Jeśli ktoś się spodziewa, że Policja, która trafia na miejsce zdarzenia, gdzie zastaje ofiarę domowej brutalności, niezwłocznie zapewnia takiej osobie wsparcie prawne i psychologiczne, jest w oczywistym błędzie. Tak się dzieje tylko w filmach rodem z Bollywood. W Polsce rzeczywistość jest mroczna. Ofiara przemocy pozostawiana jest najczęściej samej sobie. Sama musi (o ile potrafi i jest w stanie) poszukać pomocy. Musi też być ją na to stać, bo system nie działa, albo działa ale jedynie w teorii.
Starszy aspirant, Grzegorz Stasiak, oficer prasowy tomaszowskiej Komendy Powiatowej Policji przyznaje, że w łódzkiej komendzie wojewódzkiej funkcjonuje ogniwo, które zatrudnia psychologów. Z ich pomocy korzysta się w sporadycznych przypadkach. Tymczasem rozmowa z psychologiem potrzebna jest niemalże od pierwszych chwil po tym, jak została podjęta interwencja. Ofiara nie może być "porzucona".

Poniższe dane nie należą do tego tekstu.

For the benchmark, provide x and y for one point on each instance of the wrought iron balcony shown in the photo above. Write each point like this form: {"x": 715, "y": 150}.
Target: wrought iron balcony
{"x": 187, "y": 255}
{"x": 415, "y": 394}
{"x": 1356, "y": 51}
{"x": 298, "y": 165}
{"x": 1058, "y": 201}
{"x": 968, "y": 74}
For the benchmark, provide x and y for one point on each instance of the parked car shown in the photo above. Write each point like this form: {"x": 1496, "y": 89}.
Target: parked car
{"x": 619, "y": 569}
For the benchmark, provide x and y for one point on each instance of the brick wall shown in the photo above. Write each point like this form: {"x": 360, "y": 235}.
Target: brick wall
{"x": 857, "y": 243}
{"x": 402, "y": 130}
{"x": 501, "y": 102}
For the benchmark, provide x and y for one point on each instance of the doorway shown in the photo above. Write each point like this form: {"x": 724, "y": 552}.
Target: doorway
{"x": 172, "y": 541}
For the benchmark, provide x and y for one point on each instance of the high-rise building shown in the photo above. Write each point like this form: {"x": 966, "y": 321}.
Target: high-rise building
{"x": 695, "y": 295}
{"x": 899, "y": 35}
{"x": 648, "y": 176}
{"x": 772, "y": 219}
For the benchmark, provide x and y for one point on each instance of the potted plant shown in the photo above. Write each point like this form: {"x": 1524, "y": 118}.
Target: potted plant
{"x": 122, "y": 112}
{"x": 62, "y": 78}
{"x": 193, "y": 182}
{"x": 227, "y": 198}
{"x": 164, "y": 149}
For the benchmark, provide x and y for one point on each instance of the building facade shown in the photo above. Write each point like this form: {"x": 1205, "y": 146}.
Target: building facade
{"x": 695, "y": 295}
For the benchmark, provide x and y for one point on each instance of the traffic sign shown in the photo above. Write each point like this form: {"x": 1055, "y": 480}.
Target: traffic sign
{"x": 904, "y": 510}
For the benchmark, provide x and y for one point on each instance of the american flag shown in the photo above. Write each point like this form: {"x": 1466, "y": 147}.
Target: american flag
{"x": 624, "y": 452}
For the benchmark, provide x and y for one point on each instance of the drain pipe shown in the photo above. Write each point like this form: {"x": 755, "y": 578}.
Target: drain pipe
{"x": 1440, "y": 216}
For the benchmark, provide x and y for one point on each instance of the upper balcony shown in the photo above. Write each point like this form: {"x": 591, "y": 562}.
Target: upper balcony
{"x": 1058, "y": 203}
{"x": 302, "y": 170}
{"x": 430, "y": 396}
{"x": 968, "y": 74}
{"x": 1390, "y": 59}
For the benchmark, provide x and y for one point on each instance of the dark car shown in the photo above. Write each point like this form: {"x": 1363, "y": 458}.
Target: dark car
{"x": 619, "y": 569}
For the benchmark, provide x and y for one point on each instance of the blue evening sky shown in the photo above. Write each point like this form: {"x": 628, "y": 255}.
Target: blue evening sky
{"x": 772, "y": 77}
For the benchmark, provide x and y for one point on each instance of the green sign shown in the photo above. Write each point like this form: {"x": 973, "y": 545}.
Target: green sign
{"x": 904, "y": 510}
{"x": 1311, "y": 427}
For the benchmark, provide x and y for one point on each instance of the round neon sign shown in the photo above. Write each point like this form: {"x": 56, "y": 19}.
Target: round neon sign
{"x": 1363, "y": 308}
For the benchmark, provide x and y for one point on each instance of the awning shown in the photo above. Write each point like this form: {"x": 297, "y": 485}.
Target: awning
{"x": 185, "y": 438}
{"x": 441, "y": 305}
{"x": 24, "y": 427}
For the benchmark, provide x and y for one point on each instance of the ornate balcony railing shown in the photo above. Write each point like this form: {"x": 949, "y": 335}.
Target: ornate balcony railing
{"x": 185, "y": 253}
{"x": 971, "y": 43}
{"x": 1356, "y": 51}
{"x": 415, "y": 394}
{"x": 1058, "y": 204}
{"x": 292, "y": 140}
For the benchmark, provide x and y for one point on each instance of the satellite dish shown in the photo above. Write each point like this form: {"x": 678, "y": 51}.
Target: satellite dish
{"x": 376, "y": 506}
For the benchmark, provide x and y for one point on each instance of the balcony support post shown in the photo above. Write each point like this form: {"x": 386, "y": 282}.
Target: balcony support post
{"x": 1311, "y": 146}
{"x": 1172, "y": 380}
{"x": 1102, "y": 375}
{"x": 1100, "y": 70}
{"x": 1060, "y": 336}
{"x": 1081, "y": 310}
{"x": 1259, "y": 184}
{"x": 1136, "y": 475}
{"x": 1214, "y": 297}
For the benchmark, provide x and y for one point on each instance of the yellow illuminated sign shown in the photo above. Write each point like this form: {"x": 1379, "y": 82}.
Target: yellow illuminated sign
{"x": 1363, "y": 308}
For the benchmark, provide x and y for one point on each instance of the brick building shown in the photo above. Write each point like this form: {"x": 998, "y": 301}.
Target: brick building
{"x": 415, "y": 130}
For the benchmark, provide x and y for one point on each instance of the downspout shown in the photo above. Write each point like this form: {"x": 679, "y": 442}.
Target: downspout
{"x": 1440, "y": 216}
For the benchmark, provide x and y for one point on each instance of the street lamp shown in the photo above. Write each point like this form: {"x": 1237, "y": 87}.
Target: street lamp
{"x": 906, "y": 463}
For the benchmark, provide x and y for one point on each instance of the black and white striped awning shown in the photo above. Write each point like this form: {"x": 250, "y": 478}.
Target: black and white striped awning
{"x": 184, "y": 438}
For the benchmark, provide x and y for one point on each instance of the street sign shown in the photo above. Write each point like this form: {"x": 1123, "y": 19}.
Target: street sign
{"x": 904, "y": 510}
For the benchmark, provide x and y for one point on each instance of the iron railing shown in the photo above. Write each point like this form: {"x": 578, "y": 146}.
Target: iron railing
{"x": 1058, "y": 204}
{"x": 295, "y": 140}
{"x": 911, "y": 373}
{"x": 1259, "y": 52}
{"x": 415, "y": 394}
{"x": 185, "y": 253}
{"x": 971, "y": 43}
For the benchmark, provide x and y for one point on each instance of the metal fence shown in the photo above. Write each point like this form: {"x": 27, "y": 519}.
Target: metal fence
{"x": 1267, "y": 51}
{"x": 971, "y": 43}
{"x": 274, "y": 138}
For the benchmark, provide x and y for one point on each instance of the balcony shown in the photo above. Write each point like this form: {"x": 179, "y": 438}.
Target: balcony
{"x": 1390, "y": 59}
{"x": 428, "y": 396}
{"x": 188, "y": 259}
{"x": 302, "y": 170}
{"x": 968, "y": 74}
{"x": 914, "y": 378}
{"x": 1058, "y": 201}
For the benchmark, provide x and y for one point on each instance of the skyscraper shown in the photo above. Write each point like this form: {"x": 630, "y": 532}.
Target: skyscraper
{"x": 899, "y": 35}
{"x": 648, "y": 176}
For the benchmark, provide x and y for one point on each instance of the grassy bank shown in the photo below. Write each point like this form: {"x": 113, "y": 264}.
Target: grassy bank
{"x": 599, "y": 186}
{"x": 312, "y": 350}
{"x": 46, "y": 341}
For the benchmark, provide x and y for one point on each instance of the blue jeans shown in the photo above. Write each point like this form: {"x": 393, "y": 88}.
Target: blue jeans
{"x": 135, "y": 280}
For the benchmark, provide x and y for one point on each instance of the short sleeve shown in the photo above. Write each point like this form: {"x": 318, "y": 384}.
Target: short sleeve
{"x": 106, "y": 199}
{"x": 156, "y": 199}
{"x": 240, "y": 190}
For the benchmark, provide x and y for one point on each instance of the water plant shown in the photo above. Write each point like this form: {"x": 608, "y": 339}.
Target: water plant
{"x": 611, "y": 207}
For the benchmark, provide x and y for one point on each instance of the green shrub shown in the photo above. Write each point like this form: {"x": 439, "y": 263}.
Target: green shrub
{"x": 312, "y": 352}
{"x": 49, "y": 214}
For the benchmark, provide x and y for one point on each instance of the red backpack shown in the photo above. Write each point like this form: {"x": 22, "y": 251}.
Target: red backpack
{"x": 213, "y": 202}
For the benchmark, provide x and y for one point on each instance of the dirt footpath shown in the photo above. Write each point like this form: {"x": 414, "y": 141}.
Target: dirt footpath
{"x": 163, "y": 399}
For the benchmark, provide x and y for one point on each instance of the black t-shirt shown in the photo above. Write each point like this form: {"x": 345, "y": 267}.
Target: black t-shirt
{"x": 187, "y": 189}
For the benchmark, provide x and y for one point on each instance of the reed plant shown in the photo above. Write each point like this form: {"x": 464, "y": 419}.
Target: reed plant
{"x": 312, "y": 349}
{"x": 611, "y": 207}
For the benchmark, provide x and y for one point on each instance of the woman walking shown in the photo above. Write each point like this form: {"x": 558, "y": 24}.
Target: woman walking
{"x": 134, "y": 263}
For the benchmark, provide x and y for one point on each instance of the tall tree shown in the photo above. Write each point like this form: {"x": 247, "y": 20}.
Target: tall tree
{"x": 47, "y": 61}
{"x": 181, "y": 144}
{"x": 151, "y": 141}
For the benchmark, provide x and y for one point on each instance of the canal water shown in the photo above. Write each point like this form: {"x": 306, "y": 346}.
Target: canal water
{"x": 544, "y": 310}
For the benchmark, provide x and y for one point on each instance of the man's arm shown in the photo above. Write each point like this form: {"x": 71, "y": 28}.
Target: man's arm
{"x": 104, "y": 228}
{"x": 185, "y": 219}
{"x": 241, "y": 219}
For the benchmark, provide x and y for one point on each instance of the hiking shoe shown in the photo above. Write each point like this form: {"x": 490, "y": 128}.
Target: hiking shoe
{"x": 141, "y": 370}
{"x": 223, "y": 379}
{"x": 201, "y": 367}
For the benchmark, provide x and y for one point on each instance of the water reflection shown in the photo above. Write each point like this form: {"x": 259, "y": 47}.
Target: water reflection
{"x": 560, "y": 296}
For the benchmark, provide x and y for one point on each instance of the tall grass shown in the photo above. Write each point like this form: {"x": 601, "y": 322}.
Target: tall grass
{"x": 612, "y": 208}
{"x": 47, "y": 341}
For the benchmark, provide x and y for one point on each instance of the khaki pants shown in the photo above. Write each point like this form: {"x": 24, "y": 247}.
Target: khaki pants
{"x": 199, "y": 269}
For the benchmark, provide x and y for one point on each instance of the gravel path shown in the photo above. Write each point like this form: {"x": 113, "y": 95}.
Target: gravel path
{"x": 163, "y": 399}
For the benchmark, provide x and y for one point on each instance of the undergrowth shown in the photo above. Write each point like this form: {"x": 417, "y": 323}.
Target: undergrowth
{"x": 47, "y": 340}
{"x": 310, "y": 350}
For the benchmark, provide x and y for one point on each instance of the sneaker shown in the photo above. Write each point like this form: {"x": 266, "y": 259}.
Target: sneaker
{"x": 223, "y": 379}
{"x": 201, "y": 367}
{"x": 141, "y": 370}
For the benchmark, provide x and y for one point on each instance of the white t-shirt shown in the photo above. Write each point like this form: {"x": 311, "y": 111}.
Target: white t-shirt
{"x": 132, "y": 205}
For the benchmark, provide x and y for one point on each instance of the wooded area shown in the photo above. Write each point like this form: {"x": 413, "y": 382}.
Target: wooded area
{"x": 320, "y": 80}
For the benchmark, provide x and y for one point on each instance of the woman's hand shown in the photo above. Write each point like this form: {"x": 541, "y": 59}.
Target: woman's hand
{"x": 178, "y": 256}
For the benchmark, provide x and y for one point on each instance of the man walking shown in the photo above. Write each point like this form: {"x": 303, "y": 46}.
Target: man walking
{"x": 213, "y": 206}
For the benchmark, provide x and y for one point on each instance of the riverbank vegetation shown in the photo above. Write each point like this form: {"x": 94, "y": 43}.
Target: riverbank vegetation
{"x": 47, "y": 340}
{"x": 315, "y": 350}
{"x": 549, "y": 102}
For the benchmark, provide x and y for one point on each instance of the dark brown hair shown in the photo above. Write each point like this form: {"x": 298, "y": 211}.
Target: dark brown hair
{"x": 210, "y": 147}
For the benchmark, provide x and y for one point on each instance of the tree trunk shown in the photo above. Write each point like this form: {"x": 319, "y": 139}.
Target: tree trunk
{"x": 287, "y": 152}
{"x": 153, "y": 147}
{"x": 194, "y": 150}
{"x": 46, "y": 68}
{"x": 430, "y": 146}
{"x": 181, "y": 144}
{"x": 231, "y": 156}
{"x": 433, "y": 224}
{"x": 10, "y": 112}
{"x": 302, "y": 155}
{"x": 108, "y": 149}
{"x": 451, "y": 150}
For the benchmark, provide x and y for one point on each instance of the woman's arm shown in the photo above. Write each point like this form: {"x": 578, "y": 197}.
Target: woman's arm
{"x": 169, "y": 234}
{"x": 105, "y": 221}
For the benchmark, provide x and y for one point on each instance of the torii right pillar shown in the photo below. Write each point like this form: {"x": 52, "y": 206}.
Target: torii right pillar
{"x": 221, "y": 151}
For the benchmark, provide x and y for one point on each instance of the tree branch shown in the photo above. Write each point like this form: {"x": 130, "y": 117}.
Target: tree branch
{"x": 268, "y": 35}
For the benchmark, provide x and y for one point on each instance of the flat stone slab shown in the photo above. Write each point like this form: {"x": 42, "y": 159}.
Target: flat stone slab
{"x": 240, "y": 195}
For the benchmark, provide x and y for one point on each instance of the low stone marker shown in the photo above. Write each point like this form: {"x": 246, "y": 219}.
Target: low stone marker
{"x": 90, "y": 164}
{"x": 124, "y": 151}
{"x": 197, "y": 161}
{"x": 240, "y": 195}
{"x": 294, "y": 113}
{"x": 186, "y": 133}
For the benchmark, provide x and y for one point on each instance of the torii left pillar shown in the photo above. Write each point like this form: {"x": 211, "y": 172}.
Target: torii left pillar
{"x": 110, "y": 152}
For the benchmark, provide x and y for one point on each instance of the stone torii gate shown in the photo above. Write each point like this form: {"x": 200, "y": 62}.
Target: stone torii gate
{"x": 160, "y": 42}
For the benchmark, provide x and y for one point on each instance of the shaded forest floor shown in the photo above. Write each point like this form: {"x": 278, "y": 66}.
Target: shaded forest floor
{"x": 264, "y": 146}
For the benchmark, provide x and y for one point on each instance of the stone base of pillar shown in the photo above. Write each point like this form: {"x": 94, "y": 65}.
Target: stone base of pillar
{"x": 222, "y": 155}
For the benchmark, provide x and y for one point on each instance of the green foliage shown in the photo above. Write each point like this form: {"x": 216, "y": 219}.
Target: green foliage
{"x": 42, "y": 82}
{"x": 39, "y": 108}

- I nie jest. W tym konkretnym przypadku udzieliliśmy wsparcia psychologicznego. Robimy tak za każdym razem kiedy mamy do czynienia z ofiarami przemocy. Oczywiście nic na siłę. Osoby poszkodowane muszą tej pomocy chcieć. Tomaszowskie Centrum Zdrowia zatrudnia świetnych specjalistów. Mamy też poradnię psychologiczną i zdrowia psychicznego. Uruchomiliśmy też poradnie psychologiczną dla dzieci i młodzieży - wyjaśnia Konrad Borowski
Modelu działania, którym pomoc kierowana jest bezpośrednio do ofiary przemocy wypracowanego jednak nie ma. - Policja działa według uznania. Przede wszystkim w takich przypadkach zakładana jest tzw. niebieska karta. Zatrudniani w Powiatowym Centrum Pomocy Rodzinie nigdy nie odmawiają pomocy. Często pomagamy przy wypadkach, tragicznych zdarzeniach losowych. Tomaszowscy policjanci wiedzą do kogo się zwrócić - mówi dyrektor PCPR, Andrzej Więckowski
Większy problem z pomocą psychologiczną jest ze strony Miejskiego Ośrodka Pomocy Społecznej - Mamy problem z zatrudnieniem specjalistów. Kiedyś zatrudnialiśmy trójkę psychologów. Prowadzimy teraz nabór ale nieskuteczny - wyjaśnia dyrektor Jolanta Szustorowska.